In its purest form, a crisp is simply cooked fruit topped with a nubby crumble. What draws me to the dessert is the balance of textures: Soft, yielding fruit is coated in a layer of crunchy, sweet crumbs and together they create a perfect marriage.
So why the freezer with all this talk of fresh fruit? Well, the best secret around is that the crumble topping can be made in big batches, sealed in an airtight container and stored in the freezer. Friends call and invite you to dinner tonight? No problem—throw your fruit in a baking dish and scoop the frozen crumble mixture over the top. Bake it off and dessert is done.
Home solo and need to use those last few nectarines that are just a shy over-ripe? Chop them into a ramekin, top them with your crumble and dessert for one comes together in no time. I keep a huge zip-top bag of the stuff in my freezer all spring and summer long.
A traditional crumble topping is flour, butter and sugar. I like even more texture so I add both oats and nuts but you can play with these variations to create your own favorite. No mixer needed either. Mixing the crumble is best done with your hands so you keep some pieces of butter intact and the bits are about the size of an almond. Remember, this isn’t piecrust; it’s crumbs, so keep it that way. Once combined you can use it right away, or store it tightly covered in the freezer for up to 3 months. The recipe below makes enough for one batch but can easily be multiplied to make a lot more.
Fruit is absolutely a matter of taste. Pears and apples work just fine; cut them in pieces about 1 inch to ensure they cook enough but aren’t so small they turn to mush. Soft stone fruits should be bigger; I like mine in pieces about 2–3 inches; and berries can be whole or, with strawberries, halved. It helps to toss your fruit with a bit of flour or cornstarch. This will thicken any of the natural juices that come out when it cooks. Sugar can be added too; just taste your fruit and use as much as you think it needs, anywhere from a tablespoon to 1⁄2 cup.

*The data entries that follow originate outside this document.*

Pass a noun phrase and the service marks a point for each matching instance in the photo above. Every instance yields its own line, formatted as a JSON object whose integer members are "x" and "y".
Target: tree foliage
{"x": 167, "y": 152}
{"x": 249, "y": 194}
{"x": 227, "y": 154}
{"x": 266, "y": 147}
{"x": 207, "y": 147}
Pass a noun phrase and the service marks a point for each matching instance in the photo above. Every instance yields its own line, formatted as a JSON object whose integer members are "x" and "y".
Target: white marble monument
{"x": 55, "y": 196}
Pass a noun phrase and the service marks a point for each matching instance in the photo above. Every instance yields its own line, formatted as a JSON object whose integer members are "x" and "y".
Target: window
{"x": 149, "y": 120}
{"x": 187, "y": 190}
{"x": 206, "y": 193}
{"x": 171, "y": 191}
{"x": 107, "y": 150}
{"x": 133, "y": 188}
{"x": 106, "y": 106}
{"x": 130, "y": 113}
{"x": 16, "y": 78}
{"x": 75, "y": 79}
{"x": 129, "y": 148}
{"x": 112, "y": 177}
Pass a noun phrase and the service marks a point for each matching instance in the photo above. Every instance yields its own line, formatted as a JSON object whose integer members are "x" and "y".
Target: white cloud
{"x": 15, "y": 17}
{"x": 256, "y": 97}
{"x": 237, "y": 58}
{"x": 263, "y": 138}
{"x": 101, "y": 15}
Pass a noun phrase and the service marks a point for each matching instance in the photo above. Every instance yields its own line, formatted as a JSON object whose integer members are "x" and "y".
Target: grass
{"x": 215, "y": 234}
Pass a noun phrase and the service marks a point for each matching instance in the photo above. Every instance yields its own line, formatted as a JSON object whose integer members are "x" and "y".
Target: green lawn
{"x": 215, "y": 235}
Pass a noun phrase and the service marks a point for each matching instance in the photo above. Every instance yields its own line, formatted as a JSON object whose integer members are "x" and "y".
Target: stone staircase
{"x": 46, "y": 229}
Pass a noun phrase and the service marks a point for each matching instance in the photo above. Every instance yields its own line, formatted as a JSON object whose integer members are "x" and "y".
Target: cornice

The crisp bakes until the fruit juices bubble around the edges and the topping is golden brown. Let it cool for 5–10 minutes before you serve it and drizzle the top with softly whipped cream, crème fraîche, yogurt, or just let it shine on its own. Oh, and don’t forget that the leftovers are sublime for breakfast the next day. You are now officially the star of that next dinner party (let someone else bring the salad).